The sparse matrix path must preserve 64-bit index boundaries so MKL `pardiso_64` can be used for large models.

The solver must avoid uncontrolled MKL/TBB oversubscription. Thread-count decisions are part of analysis metadata and validation reports.

## Validation Flow
```text
python scripts/validate_workspace.py
-> CMake configure
-> MSVC Debug build
-> CTest
-> feature-specific reference comparison tests
```

When no CMake project exists yet, validation may report the harness no-op path. Once solver code is introduced, CMake/CTest validation is mandatory.

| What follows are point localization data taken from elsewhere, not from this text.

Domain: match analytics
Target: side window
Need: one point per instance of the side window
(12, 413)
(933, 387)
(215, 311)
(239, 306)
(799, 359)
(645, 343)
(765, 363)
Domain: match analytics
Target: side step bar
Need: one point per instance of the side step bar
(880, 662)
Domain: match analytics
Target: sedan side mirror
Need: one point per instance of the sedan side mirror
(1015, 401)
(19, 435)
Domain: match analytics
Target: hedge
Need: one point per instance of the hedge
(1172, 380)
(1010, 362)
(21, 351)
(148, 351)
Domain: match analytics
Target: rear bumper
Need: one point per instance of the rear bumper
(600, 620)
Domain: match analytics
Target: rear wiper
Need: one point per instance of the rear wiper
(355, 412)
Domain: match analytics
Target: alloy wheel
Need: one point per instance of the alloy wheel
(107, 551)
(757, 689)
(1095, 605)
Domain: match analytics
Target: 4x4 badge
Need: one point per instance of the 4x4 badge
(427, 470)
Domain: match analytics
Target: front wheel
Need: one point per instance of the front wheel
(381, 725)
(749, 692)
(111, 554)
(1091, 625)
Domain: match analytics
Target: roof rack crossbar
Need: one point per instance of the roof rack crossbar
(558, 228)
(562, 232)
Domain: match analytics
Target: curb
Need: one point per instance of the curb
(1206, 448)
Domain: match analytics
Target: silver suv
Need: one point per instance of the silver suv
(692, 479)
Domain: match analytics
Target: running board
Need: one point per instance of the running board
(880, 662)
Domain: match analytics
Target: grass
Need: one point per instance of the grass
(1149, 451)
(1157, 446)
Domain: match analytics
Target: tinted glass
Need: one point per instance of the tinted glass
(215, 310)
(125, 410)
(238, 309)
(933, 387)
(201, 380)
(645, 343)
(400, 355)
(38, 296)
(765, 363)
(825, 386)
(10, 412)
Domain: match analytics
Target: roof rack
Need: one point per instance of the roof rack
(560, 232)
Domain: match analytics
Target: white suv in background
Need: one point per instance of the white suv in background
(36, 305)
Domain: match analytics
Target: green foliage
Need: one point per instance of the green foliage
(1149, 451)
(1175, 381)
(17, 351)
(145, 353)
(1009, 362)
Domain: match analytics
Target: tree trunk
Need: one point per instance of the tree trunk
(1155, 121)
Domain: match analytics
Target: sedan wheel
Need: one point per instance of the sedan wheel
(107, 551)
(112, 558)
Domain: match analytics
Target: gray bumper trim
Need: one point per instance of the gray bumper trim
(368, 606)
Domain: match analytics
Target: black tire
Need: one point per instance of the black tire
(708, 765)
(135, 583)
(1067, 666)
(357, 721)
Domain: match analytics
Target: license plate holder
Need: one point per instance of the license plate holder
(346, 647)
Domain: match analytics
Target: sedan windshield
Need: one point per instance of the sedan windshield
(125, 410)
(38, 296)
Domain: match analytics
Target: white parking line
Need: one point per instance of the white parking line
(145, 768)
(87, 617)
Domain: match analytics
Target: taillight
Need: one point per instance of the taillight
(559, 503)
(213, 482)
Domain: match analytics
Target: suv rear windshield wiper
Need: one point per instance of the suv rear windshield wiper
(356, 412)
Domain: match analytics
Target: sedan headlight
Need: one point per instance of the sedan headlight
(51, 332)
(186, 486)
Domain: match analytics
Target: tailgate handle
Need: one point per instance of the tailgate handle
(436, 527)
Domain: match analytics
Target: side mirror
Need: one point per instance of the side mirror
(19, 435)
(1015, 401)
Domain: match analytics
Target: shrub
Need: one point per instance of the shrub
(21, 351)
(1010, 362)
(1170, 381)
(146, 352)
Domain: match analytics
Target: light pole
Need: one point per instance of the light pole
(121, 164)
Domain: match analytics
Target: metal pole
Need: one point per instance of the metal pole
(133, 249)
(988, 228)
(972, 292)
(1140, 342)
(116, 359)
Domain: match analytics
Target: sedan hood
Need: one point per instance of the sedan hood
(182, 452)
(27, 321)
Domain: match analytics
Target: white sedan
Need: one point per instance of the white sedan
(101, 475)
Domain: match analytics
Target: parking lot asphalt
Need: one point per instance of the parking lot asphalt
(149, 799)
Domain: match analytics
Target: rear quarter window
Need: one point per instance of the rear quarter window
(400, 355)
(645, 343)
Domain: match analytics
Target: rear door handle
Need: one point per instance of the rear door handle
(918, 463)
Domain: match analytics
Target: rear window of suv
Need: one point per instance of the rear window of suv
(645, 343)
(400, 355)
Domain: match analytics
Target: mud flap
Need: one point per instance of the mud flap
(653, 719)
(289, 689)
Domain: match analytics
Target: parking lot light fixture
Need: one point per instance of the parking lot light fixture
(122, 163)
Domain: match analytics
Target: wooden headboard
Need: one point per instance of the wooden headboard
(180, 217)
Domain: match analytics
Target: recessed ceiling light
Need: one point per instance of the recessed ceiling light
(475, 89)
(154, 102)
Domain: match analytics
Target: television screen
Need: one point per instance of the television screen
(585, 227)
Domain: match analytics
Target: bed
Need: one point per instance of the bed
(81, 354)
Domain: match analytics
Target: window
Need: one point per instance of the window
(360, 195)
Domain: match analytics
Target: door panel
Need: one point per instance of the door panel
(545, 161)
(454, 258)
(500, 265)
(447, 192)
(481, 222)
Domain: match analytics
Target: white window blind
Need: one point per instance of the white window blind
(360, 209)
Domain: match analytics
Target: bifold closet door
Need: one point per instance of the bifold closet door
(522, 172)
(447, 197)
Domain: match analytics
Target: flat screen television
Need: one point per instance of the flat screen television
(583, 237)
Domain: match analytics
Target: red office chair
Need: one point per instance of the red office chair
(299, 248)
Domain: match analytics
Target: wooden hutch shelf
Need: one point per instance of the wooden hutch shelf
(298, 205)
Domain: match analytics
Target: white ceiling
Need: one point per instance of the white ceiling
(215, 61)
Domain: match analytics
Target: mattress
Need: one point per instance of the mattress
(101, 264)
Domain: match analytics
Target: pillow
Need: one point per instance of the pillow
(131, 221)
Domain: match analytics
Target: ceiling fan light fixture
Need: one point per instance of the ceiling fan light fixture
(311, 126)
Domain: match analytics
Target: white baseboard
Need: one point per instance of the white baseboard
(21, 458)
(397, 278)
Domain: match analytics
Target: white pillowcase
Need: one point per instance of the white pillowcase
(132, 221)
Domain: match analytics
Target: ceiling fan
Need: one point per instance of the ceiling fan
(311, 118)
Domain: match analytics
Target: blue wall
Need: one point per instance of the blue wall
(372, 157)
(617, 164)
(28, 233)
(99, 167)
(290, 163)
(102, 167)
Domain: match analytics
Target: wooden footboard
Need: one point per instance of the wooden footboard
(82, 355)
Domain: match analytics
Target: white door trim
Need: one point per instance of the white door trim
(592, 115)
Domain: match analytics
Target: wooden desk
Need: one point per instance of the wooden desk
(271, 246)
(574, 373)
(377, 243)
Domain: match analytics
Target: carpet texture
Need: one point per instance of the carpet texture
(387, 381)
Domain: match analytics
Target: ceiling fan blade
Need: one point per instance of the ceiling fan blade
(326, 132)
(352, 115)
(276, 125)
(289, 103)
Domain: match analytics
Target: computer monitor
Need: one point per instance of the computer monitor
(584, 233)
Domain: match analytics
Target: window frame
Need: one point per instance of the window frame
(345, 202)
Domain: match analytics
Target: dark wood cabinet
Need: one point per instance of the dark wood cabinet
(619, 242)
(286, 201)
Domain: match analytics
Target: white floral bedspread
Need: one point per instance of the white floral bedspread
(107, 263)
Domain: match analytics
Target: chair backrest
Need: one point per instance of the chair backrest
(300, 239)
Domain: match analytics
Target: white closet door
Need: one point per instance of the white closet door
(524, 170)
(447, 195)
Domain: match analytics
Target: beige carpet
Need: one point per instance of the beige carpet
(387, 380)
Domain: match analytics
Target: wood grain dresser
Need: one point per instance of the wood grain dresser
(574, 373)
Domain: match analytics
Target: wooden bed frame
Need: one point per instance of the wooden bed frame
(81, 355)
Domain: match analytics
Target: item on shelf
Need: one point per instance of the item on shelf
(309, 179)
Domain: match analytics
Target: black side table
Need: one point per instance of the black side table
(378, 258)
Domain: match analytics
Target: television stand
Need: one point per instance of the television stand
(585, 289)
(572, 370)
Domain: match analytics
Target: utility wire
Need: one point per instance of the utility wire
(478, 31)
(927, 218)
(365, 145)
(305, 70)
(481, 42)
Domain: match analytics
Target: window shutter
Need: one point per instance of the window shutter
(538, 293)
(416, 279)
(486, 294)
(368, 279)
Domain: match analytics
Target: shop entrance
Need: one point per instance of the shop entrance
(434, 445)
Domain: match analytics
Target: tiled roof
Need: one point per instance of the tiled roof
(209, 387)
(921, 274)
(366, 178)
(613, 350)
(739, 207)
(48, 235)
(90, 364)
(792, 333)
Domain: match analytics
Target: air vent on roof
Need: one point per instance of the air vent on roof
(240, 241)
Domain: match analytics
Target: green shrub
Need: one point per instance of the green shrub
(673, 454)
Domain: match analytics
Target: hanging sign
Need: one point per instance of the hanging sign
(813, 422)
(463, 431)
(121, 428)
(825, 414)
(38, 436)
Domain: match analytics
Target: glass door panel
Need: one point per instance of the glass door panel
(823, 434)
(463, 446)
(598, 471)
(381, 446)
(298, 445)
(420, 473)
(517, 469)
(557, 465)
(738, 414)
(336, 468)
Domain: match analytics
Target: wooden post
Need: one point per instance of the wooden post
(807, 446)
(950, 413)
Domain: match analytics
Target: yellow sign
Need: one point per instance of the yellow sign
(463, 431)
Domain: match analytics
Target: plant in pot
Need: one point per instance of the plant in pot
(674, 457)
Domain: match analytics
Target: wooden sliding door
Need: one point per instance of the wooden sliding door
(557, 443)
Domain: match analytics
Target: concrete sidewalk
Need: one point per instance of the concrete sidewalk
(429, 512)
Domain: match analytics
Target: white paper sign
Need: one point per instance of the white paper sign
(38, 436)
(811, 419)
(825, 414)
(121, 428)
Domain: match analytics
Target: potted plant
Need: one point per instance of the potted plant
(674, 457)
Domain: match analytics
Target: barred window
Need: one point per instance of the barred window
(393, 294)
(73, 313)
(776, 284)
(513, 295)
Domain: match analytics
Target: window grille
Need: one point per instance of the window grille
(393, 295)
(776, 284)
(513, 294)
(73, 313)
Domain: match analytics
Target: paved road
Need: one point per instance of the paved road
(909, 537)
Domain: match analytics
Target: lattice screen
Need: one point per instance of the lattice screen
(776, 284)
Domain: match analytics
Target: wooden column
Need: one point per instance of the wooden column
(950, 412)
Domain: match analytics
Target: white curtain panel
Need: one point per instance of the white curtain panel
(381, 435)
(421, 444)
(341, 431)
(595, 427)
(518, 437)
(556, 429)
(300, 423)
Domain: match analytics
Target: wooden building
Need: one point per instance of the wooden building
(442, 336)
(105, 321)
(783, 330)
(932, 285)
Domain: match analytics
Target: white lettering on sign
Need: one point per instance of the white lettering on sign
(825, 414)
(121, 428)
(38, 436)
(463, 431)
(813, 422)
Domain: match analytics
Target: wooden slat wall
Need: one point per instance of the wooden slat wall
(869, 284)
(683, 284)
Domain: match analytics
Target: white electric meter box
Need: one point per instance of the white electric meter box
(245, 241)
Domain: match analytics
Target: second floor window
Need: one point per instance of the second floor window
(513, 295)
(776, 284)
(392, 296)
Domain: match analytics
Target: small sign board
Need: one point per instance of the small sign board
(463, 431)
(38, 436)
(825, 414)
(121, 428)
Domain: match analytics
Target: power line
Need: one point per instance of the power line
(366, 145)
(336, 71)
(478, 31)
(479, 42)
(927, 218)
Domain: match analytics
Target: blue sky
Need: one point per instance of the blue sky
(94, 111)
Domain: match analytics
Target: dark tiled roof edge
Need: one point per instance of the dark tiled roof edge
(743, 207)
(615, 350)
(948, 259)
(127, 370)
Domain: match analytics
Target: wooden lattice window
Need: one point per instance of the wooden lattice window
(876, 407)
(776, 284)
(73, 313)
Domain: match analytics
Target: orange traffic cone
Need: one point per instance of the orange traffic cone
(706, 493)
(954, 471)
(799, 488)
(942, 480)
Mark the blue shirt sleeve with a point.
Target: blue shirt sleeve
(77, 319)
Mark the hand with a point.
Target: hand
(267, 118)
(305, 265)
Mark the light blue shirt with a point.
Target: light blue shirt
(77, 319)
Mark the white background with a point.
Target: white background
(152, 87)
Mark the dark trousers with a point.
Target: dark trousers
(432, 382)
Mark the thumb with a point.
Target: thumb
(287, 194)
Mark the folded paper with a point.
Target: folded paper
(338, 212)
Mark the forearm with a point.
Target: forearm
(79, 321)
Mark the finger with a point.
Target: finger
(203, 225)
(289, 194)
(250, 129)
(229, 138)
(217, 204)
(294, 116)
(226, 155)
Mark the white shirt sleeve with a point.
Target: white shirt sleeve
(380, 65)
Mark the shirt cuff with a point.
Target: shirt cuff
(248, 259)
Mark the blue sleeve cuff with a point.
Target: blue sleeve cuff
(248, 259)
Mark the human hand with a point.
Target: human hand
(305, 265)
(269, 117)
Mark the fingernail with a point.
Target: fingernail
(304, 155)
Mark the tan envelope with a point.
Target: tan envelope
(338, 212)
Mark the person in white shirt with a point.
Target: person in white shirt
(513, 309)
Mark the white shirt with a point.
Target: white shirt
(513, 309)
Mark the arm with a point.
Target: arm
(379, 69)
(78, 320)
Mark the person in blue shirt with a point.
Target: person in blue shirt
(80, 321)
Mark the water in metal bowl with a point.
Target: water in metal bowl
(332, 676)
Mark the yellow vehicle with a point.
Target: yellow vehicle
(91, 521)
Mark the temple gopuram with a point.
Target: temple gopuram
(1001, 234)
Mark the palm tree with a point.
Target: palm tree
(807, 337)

## Reference Artifact Flow
Agents do not run Abaqus or Nastran.

```text
Human-approved Abaqus run
-> stored HDF5 reference artifact under references/<feature>/<model-id>/
-> FESA solver HDF5 output
-> ReferenceComparator
-> pass/fail using abs-or-rel 1e-5
```

For `mitc4-linear-static-shell`, Abaqus S4R is primary and S4 is diagnostic.

## Performance Extension Direction
- Sparse matrix storage is the default global system representation.
- MKL direct solver is the first supported solver, but `LinearSolver` must allow future iterative solvers.
- Element stiffness and result recovery should be designed for type-specific batch kernels later, but not optimized before correctness evidence exists.
- MITC4 formulation should remain clear and reviewable until patch and reference comparisons pass.